Appeal from the District Court of the United States for the Southern District of New York.
Before L. HAND, AUGUSTUS N. HAND, and CHASE, Circuit Judges.
This is an appeal from an order, denying a petition to intervene in an action of foreclosure. The mortgagee sued to foreclose in the District Court on October 20, 1939, and on the 28th the petitioners moved to intervene on the ground that they were the holders of shares of stock in the corporation which had leased the property under foreclosure to the mortgagor. Part of the rent in this lease was the payment of seven per cent. upon shares in the lessor held by the petitioners, who argu that the rent so reserved is a lien upon the mortgaged assets prior to that of the mortgage, particularly because the receiver has diverted earnings made during his occupation from the petitioners to the bondholders under the mortgage. The judge denied the petition, and, thereafter, on January 24, 1940, consolidated the foreclosure action with a creditors' action of sequestration against the mortgagor. Before the case was argued in this court judgment of foreclosure had been entered and the property sold.
The case does not fall within Rule 24 (a), Rules of Civil Procedure for District Courts, 28 U.S.C.A. following section 723c, as the petitioners suppose. Concededly no statute gives them an "unconditional right to intervene", so that subdivision one is eliminated; and subdivision two is equally inapplicable, for they will not be "bound by a judgment in the action". Even though their claim should prove valid, the sale has not affected it, for the judgment preserves all prior liens and subjects the buyer's title to them. While it is permissible to add prior encumbrancers as defendants in an action of foreclosure in a federal court (Hagan v. Walker, 14 How. 29, 37, 14 L. Ed. 312), it is not necessary to do so (Jerome v. McCarter, 94 U.S. 734, 24 L. Ed. 136; Dial v. Reynolds, 96 U.S. 340, 24 L. Ed. 644) when the sale protects their rights. Persons claiming in hostility to the mortgagee and mortgagor cannot intervene to try out the controversy, although, if the foreclosing court lets them in and decides it, its decree is valid. Hefner v. Nothwestern Life Ins. Co., 123 U.S. 747, 8 S. Ct. 337, 31 L. Ed. 309. Finally the petitioners are not within the third subdivision of Rule 24(a) because they will not be "adversely affected by a distribution or other disposition of property in the custody of the court". This follows from what we have already said; the sale, being subject to prior liens, has not given the buyer any right as against the petitioners. Since the property is not of a kind which can be dissipated, it would have made no difference even if the buyer had been put in possession, though that was not done in this instance.

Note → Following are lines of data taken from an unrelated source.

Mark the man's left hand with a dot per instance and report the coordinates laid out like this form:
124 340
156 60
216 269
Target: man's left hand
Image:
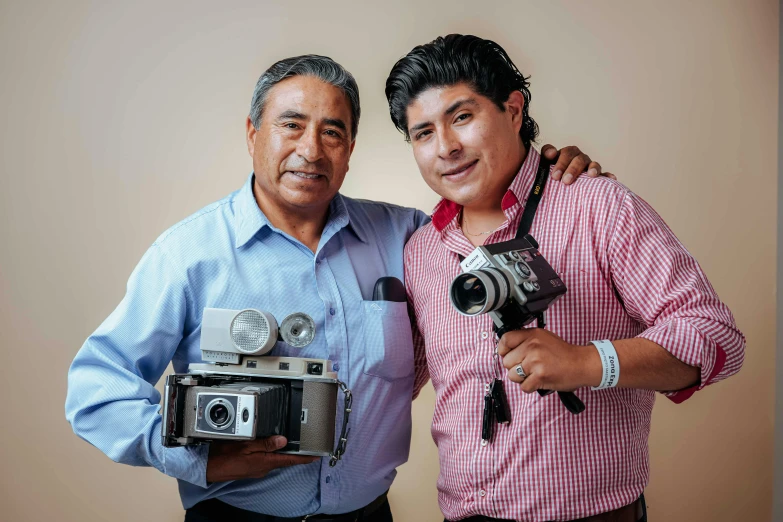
548 362
571 163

Thus intervention was "permissive" under Rule 24(b) and within the discretion of the district court. No conceivable abuse of discretion existed and the appeal did not lie. New York v. Consolidated Gas Co., 253 U.S. 219, 40 S. Ct. 511, 64 L. Ed. 870. In Re Dolcater, 2 Cir., 106 F.2d 30. We need not consider whether in any event the execution of the judgment by sale made the appeal moot.